You take inventory of all that is meaningful to you. Your children, your friends, would make the adjustment to your absence as easily now as ten years from now. As a writer, you are not going to write a poem or an essay better than those you wrote in the high energy of youth. Possible one or two decent ones, but nothing better. Your teaching is as good, right now, as it has ever been, but even if you are at the top of that hill, nothing stands still. On your downward trajectory, at some point you will retire. Your retirement years will not be the best years of your life. You can already see how more and more of every day must be devoted to just maintaining yourself. After this hip surgery, you’ve been told, it will be months before you can tie your own shoes again.

There could be possibly a new love relationship, on the way down the hill, but most likely you and whoever she might be could live without that happening, and nothing significant would be subtracted from the weight of her or your existence.

You consider Yeats’ poem, “Sailing to Byzantium.” “An aged man is but a paltry thing/ A tattered coat upon a stick, unless/ Soul clap its hands and sing, and louder sing/ For every tatter in its mortal dress/ …” If only you had a poem like that in you, a poem that you could live, and that lived in you — well, then yes, live on. “Rage, rage against the dying of the light.”

But that’s a big “if,” which begs an “if not.” If not, would now be equally as good as later? Perhaps better. Cleaner. A life lived into early old age, with very few infirmities.

“What’s going ooonnnn,” the lady persists across the hall, even as you are dropping off to sleep.

. . .

The following night, wouldn’t you know it, the fever doesn’t come back.



  1. Eugenia

    Excellent essay Jim. Glad you didn’t die.
    Makes me think. Life is so short and unpredictable.

    1. jamesralston@hotmail.com (Post author)

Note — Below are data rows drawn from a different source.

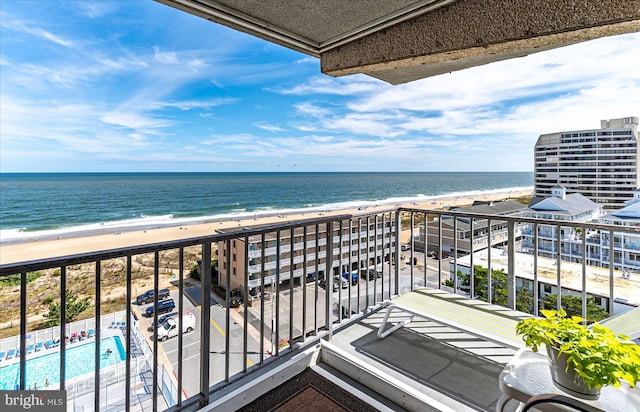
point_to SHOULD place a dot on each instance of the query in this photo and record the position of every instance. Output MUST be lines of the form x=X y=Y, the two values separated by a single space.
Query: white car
x=169 y=328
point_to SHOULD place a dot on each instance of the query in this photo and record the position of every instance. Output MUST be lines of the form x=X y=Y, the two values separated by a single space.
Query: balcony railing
x=276 y=316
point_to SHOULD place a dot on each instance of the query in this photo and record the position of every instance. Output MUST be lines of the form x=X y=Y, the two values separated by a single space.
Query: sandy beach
x=41 y=249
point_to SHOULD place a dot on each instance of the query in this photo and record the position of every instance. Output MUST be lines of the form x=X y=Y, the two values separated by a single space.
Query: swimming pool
x=80 y=361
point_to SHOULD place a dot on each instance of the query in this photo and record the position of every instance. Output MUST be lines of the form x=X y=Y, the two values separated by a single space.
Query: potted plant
x=582 y=359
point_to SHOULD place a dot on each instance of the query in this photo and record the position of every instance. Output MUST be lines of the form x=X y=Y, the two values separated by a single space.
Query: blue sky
x=139 y=86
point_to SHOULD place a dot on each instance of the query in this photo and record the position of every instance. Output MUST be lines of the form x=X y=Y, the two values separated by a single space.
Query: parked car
x=169 y=328
x=147 y=297
x=370 y=273
x=354 y=277
x=164 y=306
x=162 y=319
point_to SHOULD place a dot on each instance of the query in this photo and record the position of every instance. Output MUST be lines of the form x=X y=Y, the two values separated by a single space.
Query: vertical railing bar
x=511 y=264
x=611 y=274
x=558 y=268
x=205 y=316
x=368 y=257
x=156 y=287
x=472 y=273
x=315 y=286
x=127 y=390
x=262 y=319
x=329 y=279
x=180 y=319
x=382 y=258
x=23 y=330
x=412 y=224
x=455 y=254
x=350 y=276
x=292 y=237
x=340 y=271
x=536 y=286
x=227 y=323
x=489 y=269
x=359 y=231
x=584 y=272
x=96 y=399
x=304 y=283
x=424 y=249
x=439 y=251
x=391 y=252
x=396 y=257
x=375 y=259
x=275 y=317
x=245 y=303
x=63 y=327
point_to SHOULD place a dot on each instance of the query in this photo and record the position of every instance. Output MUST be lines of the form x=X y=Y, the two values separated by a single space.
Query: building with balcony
x=601 y=164
x=459 y=236
x=626 y=247
x=432 y=365
x=278 y=257
x=553 y=239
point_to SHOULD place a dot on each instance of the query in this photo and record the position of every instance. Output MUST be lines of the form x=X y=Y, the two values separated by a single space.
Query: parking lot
x=315 y=297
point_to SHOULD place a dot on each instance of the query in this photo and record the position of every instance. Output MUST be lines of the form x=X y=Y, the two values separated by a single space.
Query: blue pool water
x=80 y=361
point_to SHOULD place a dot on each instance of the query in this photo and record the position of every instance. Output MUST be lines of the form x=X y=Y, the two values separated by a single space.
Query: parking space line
x=183 y=346
x=219 y=329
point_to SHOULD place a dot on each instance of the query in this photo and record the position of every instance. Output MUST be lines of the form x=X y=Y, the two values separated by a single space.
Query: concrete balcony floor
x=423 y=366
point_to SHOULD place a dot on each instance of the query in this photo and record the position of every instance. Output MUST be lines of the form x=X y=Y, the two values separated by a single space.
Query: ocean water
x=44 y=205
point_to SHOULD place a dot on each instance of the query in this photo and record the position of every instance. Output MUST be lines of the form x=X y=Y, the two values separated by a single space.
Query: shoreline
x=76 y=242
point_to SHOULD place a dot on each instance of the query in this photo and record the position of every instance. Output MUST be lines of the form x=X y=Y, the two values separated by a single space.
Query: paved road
x=315 y=314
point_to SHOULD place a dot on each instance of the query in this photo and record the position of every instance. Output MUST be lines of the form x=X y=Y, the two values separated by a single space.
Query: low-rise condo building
x=278 y=257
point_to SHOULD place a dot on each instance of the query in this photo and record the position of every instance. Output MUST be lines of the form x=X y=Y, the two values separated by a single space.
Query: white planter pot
x=568 y=380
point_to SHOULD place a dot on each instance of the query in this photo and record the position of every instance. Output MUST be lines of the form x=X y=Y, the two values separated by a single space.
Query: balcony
x=237 y=354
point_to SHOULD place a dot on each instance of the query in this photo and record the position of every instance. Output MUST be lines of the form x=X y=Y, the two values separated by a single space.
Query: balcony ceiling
x=402 y=40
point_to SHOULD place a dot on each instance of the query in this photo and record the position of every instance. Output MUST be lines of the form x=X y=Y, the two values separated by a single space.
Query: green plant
x=599 y=356
x=573 y=306
x=74 y=307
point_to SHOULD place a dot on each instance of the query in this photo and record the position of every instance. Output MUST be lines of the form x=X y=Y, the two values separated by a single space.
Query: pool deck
x=106 y=333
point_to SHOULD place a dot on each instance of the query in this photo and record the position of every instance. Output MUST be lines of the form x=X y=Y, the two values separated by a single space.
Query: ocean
x=47 y=205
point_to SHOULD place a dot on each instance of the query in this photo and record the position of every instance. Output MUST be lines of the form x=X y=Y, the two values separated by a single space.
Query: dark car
x=370 y=273
x=164 y=306
x=161 y=320
x=147 y=297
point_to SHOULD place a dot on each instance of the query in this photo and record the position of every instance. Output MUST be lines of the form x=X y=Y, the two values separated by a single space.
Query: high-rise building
x=601 y=164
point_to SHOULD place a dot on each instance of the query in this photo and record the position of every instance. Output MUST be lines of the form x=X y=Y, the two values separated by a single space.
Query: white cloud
x=165 y=57
x=269 y=127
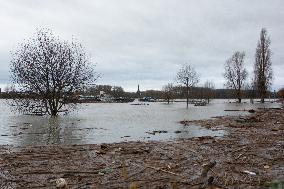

      It pleases me that you read my blog, Eugenia. I remember when you once came to a play (“Many Mansions,” and how after, when we were talking about it, I was thinking how deeply you saw into it. In particular, how Jerry (the character I was playing) was showing signs of senility that saw (and so feared and hated) in his father. I don’t think many people saw that.

      1. Eugenia

        Glad you like my comment. Stay strong. Life is a test and sometimes very harsh on us.

  2. Charles Sullivan

    I can confess it now, from this safe distance and after a sufficient lapse of time, that when I visited you in your room at Canterbury, for the first time since I have known you, I thought you looked small, old, frail and vulnerable, Jim. The unresolved questions about mortality were etched on your face: the musings of a turbid mind and restive spirit, some of it chemically induced. It could as easily have been me lying in that bed as you. How did we get to be old with such seeming suddenness? One day you can six miles; the next you cannot.

    For a while, I wasn’t sure which way it would go. But the last time we spoke on the phone, I knew that a resolution or a truce had been reached and that the journey would continue a while longer. You sounded like you again, the you I had always known, as if spirit and body were reunited, determined to go as far and as well as they can. As we age, these encounters will only become more frequent and the outcome less certain. “This could be it” moments are always there, circling like vultures in search of a corpse. The scent of carrion—yours and mine and everyone’s—is in the air.

    A week ago, my wife and I narrowly missed being killed on I-81 on the outskirts of Hagerstown, when a box truck with New York tags nearly ran us off the road and into oncoming traffic. It was a close call, our lives flashing before us. The unspoken presence is always with us. Breathing a momentary sigh of relief, I wiped the cold sweat from my brow and drove on to pick up some cat food.

    1. jamesralston@hotmail.com (Post author)

      Beautiful comment, Charley. Thank you. (I didn’t know I’d gone down that far, but the blog says that I did. And you confirm…. So on we go, to pick up the cat food, among other things.